Peter Zion, 7 January 2009
I was recently talking with someone about what was possible with the location discovery support on the iPhone, and it became clear that I needed to explain exactly what the iPhone is doing when you ask for its location. I’m cross-posting here for future reference.
Here’s how the iPhone obtains its location: it has three different ways of figuring out where it is, and it basically tries all three at the same time and sends you updates if it has a more accurate estimate of the location.
The first way it discovers its location, of course, is the GPS. The GPS is very accurate (it can get down to within a few meters if it’s outdoors and the weather is clear), but it takes a relatively long time to obtain the location (though usually still less than 10 seconds).
The second way is by triangulation based on the cell towers it can talk to. This accuracy of this method depends on how many cell towers are near you; for one of my colleagues, it’s fairly accurate (within 100m) but for me it’s accurate to only within 2000m or so.
The third method is through wifi; I’m not 100% sure how it works, but certain wifi providers also provide geographic coordinates of where the routers are approximately located.

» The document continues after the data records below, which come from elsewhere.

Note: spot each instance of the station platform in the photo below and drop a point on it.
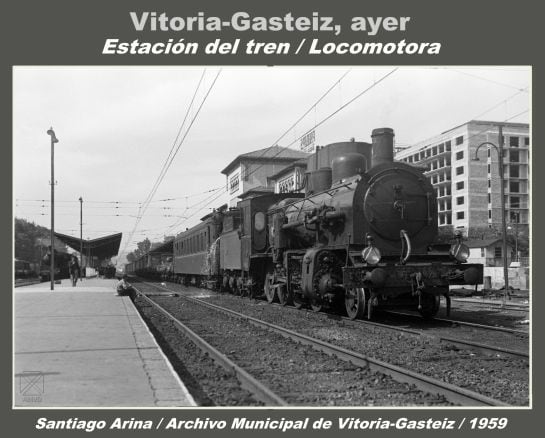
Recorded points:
(85, 346)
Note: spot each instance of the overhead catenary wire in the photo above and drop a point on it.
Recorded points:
(283, 148)
(143, 209)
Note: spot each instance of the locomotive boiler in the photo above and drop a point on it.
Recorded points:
(363, 236)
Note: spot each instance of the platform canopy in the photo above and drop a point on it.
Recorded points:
(103, 247)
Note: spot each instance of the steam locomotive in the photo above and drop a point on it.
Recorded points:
(361, 237)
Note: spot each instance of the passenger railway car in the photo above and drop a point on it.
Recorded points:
(361, 237)
(195, 258)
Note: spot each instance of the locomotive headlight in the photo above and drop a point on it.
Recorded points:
(371, 255)
(460, 252)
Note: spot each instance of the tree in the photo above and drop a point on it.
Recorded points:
(28, 240)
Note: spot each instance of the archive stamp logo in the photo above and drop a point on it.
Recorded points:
(32, 386)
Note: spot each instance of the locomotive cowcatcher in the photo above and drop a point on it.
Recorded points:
(363, 236)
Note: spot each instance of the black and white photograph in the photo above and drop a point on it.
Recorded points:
(281, 236)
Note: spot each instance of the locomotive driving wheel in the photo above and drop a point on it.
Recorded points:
(316, 305)
(298, 301)
(355, 302)
(270, 291)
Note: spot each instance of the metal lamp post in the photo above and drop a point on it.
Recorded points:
(499, 151)
(516, 215)
(54, 140)
(81, 233)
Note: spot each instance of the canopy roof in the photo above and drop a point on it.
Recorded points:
(103, 247)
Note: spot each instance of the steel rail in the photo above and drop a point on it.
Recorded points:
(495, 306)
(451, 392)
(464, 323)
(471, 345)
(261, 392)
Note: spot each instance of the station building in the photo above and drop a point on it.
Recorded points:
(251, 170)
(468, 191)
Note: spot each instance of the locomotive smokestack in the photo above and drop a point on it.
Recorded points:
(383, 146)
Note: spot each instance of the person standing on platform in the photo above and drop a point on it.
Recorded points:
(124, 288)
(73, 267)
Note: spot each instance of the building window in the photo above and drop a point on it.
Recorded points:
(514, 186)
(286, 185)
(514, 202)
(514, 171)
(234, 183)
(514, 156)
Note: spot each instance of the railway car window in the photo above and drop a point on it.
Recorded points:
(259, 221)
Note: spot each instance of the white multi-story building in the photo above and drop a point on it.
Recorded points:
(468, 191)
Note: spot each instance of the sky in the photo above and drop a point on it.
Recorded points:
(118, 126)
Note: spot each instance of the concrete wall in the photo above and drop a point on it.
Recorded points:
(519, 278)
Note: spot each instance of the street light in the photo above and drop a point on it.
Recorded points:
(516, 216)
(81, 234)
(54, 140)
(499, 151)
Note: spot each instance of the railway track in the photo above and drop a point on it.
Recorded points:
(459, 342)
(452, 393)
(260, 391)
(454, 322)
(495, 306)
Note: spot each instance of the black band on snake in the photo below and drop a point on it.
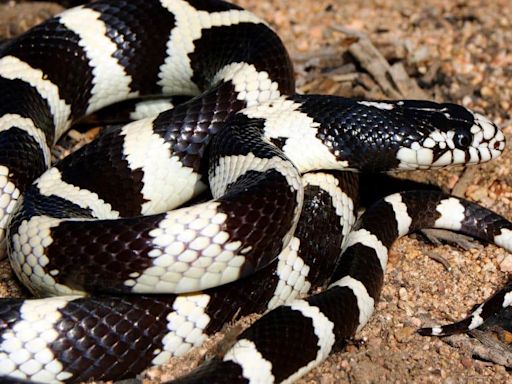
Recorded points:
(140, 281)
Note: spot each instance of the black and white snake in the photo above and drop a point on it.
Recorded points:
(102, 220)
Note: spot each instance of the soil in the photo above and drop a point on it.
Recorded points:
(453, 51)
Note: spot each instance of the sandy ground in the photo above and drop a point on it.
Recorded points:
(457, 51)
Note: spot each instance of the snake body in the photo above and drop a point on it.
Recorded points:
(273, 231)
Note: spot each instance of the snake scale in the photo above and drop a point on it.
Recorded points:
(139, 275)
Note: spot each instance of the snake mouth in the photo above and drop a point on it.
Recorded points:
(488, 141)
(481, 142)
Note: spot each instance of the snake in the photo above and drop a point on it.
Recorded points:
(129, 272)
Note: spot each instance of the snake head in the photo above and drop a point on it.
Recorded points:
(454, 135)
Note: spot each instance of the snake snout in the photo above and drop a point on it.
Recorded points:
(488, 140)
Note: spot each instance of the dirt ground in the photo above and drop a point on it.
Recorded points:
(454, 51)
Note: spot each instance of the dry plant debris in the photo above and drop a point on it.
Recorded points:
(452, 51)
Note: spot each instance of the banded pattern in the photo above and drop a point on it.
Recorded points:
(167, 326)
(324, 322)
(242, 128)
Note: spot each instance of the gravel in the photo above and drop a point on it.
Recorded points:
(456, 51)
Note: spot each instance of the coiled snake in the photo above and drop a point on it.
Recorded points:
(162, 280)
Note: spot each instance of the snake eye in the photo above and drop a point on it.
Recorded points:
(462, 139)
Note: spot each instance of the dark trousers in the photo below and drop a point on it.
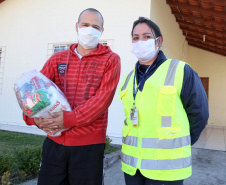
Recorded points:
(139, 179)
(71, 165)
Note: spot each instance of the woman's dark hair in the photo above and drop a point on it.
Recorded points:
(151, 24)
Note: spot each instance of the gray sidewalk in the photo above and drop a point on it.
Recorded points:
(209, 168)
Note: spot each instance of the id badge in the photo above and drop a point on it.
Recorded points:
(134, 116)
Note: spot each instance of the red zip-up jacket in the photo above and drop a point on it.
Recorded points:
(90, 87)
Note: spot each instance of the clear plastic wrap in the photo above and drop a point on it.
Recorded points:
(40, 97)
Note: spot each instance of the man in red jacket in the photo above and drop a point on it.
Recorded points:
(88, 74)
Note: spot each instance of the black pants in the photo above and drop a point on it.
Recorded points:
(74, 165)
(139, 179)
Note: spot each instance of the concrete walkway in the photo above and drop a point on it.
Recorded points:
(209, 168)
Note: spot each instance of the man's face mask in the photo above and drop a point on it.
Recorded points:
(144, 50)
(88, 37)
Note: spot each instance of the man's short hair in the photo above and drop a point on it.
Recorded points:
(92, 10)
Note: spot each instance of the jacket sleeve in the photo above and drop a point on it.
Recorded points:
(195, 102)
(48, 71)
(94, 107)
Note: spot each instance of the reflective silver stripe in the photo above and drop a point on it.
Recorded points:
(132, 161)
(166, 121)
(171, 72)
(130, 140)
(169, 164)
(166, 143)
(127, 80)
(125, 122)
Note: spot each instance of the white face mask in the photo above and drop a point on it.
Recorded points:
(144, 50)
(88, 37)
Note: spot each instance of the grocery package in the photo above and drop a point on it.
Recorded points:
(40, 97)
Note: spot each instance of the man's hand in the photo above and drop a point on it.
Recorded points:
(51, 125)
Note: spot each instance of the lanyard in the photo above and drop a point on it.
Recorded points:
(141, 81)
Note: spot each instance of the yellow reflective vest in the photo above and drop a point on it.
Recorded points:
(160, 147)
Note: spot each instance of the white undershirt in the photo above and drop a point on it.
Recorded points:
(79, 56)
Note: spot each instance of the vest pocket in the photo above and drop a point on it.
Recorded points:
(125, 130)
(166, 100)
(170, 143)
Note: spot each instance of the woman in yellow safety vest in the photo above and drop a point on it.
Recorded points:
(166, 109)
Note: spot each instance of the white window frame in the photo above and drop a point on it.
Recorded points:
(2, 65)
(52, 46)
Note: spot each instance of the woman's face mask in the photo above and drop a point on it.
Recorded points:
(144, 50)
(88, 37)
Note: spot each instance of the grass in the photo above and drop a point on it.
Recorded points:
(10, 141)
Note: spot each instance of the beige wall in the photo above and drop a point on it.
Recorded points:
(208, 64)
(174, 44)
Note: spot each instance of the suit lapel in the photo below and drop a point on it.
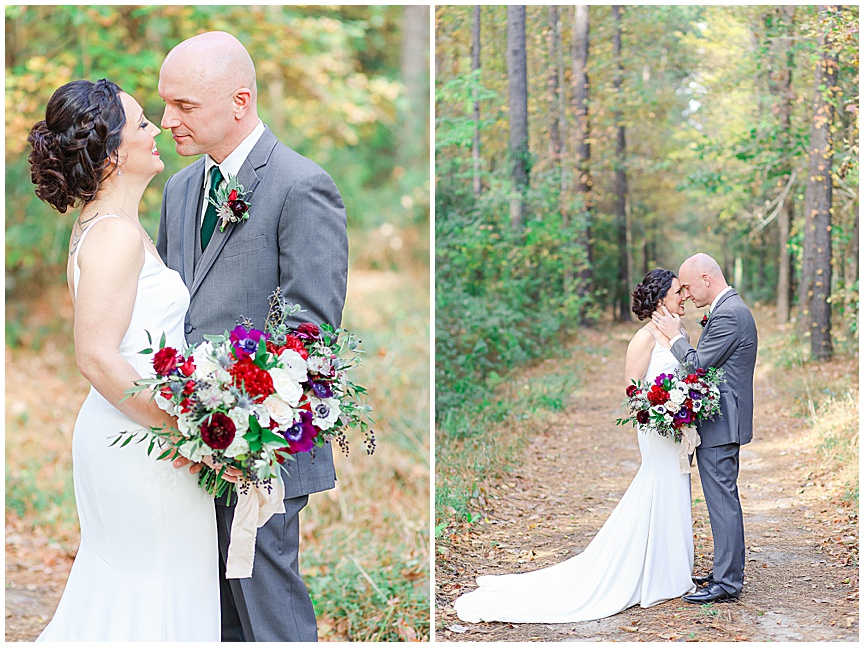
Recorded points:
(249, 178)
(719, 303)
(191, 207)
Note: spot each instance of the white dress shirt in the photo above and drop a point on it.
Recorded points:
(231, 164)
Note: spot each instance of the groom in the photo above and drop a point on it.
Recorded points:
(295, 238)
(728, 342)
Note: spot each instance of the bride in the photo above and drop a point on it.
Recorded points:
(147, 566)
(643, 554)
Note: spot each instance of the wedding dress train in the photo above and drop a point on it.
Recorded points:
(147, 566)
(642, 555)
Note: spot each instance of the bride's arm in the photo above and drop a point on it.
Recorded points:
(638, 356)
(111, 260)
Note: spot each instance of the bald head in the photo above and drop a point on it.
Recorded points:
(208, 85)
(701, 279)
(216, 58)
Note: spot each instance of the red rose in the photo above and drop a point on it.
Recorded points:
(219, 431)
(165, 361)
(308, 331)
(188, 366)
(656, 395)
(256, 381)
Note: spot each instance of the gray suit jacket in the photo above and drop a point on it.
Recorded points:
(729, 341)
(295, 237)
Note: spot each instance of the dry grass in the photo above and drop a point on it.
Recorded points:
(365, 545)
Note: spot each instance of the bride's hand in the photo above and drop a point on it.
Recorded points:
(232, 475)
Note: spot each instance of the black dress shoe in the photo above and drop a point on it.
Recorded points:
(713, 592)
(699, 580)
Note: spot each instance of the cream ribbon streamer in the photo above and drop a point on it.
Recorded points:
(690, 440)
(254, 508)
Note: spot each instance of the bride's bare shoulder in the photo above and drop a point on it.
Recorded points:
(642, 340)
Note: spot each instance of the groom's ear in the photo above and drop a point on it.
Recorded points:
(242, 102)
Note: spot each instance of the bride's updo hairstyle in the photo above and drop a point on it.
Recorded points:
(648, 293)
(75, 141)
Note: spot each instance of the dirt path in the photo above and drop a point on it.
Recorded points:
(801, 580)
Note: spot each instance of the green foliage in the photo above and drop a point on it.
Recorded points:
(373, 597)
(478, 441)
(49, 500)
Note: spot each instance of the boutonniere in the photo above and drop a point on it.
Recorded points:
(231, 202)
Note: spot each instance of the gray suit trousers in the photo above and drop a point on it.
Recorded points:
(718, 470)
(250, 605)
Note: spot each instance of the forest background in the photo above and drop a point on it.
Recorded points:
(578, 147)
(347, 87)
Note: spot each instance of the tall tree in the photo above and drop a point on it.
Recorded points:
(414, 65)
(623, 283)
(475, 68)
(781, 64)
(554, 89)
(581, 139)
(517, 78)
(815, 287)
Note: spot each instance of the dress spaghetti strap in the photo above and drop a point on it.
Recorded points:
(84, 235)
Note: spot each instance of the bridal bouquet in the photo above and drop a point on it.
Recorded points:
(673, 404)
(250, 399)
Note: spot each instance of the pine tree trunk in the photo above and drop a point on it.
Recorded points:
(415, 76)
(553, 90)
(623, 289)
(581, 143)
(815, 287)
(517, 76)
(475, 67)
(785, 103)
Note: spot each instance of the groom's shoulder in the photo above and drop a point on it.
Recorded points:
(185, 174)
(288, 160)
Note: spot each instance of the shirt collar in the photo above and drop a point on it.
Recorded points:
(231, 164)
(717, 298)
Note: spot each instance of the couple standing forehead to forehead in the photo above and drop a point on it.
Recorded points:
(151, 565)
(208, 86)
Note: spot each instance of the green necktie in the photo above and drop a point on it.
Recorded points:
(209, 222)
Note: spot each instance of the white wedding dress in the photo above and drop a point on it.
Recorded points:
(147, 566)
(642, 555)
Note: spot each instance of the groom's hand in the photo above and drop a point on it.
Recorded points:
(668, 323)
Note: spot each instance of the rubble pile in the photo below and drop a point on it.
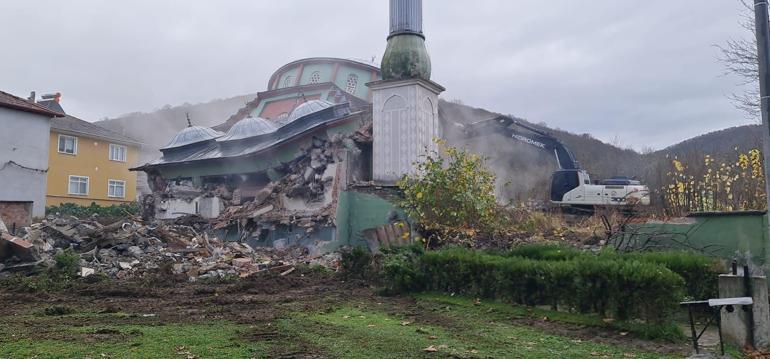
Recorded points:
(308, 178)
(130, 249)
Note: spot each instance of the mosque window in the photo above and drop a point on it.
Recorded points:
(288, 81)
(315, 77)
(351, 84)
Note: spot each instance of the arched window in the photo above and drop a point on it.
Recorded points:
(288, 81)
(352, 83)
(315, 77)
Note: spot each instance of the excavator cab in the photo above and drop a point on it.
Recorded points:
(562, 182)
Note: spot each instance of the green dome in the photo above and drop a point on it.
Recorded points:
(405, 57)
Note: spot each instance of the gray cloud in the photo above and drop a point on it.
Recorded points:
(645, 72)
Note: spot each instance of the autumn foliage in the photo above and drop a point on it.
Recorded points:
(451, 195)
(734, 184)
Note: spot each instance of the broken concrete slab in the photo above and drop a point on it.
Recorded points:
(262, 210)
(11, 246)
(85, 271)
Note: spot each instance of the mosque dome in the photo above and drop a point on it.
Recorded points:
(247, 128)
(192, 134)
(308, 108)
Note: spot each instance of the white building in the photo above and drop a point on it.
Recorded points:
(24, 134)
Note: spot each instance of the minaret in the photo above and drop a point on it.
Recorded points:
(405, 102)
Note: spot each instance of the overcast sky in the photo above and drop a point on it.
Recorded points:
(644, 72)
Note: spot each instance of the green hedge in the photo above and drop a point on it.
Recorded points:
(700, 272)
(624, 288)
(71, 209)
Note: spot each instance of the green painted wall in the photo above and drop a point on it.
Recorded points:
(325, 70)
(361, 211)
(363, 77)
(721, 235)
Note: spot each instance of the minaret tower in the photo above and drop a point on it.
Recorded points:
(405, 102)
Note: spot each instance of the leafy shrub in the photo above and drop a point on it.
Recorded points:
(57, 278)
(400, 269)
(451, 195)
(71, 209)
(620, 287)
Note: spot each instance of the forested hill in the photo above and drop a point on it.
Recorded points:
(524, 168)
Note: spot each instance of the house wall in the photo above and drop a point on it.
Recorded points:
(273, 108)
(24, 140)
(358, 211)
(91, 160)
(330, 71)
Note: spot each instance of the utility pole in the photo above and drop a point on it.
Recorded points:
(763, 48)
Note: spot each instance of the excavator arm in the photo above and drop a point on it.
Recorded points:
(525, 133)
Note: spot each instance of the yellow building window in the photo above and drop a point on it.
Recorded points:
(117, 153)
(68, 144)
(117, 189)
(78, 185)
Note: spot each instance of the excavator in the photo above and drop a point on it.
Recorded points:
(571, 186)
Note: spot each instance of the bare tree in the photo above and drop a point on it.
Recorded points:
(740, 58)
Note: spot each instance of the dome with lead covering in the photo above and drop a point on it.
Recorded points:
(308, 108)
(192, 134)
(247, 128)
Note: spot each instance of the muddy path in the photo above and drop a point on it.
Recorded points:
(256, 300)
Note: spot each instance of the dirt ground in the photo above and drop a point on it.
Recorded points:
(257, 301)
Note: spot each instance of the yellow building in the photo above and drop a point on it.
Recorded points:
(89, 164)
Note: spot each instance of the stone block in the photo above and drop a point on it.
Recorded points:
(735, 325)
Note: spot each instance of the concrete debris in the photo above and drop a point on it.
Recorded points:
(130, 249)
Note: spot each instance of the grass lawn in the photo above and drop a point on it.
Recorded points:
(434, 326)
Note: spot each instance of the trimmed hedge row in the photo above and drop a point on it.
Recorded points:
(700, 273)
(644, 286)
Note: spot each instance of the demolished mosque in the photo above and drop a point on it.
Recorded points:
(313, 160)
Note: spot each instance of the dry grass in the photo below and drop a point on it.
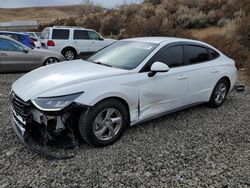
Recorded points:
(42, 14)
(203, 33)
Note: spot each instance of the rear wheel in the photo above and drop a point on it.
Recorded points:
(69, 54)
(50, 60)
(219, 93)
(104, 124)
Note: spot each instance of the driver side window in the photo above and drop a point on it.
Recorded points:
(171, 56)
(7, 45)
(93, 35)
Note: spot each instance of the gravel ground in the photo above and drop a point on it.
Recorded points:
(198, 147)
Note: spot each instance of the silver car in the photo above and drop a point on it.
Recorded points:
(16, 57)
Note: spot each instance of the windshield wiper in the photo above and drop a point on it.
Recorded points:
(100, 63)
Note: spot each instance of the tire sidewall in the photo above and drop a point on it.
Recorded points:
(212, 101)
(86, 122)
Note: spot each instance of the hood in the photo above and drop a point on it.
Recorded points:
(57, 76)
(110, 40)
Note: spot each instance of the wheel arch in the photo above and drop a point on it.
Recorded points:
(120, 99)
(45, 59)
(227, 79)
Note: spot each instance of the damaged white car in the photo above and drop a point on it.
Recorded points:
(126, 83)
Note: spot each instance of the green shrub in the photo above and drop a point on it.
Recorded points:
(231, 48)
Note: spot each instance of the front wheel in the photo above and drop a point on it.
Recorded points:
(50, 60)
(104, 123)
(219, 93)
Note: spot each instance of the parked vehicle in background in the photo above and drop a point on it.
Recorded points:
(36, 42)
(128, 82)
(16, 57)
(35, 34)
(73, 41)
(20, 37)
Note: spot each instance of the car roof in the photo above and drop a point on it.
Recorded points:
(158, 40)
(9, 38)
(13, 32)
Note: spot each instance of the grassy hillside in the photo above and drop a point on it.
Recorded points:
(42, 14)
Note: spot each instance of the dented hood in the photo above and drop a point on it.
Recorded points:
(56, 76)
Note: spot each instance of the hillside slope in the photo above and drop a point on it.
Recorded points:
(42, 14)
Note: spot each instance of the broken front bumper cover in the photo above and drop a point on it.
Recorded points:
(23, 136)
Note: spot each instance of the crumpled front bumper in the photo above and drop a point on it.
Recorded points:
(24, 138)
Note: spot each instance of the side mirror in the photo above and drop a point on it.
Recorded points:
(25, 50)
(158, 67)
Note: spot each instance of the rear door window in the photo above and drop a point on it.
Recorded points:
(60, 34)
(81, 35)
(171, 56)
(93, 35)
(7, 45)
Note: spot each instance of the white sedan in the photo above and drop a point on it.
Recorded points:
(126, 83)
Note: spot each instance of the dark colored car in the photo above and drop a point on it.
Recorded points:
(20, 37)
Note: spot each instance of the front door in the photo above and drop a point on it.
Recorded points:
(164, 91)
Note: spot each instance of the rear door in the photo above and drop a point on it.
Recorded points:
(15, 58)
(81, 41)
(164, 91)
(204, 70)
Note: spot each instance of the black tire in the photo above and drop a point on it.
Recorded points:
(213, 102)
(87, 122)
(50, 61)
(69, 54)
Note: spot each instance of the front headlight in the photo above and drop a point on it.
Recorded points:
(54, 103)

Presumably they do this somehow by knowing, for instance, where the DSL line terminates. Thus, when you’re connected by Wifi you have additional information about where you’re located, possibly fairly accurate.
Note that the first generation iPhone, which doesn’t have a GPS, still tries to obtain its location using the second and third methods.
All of this is transparent to any iPhone application: you simply ask it to start telling you the location, and it will do so and continue to update you as it gets better estimates or the phone moves a significant distance. The application has no control over the way the phone obtains its location.
The bad news is that there’s nothing you can do to guarantee that the iPhone will be able to obtain its location while indoors. It’s not possible; the technology simply isn’t there, not just for the iPhone but for any consumer device.
The good news is that the GPS often works even if you are indoors, as long as you’re reasonably close to a window. For instance, it works fine from my office, even though the window is about 15 feet away.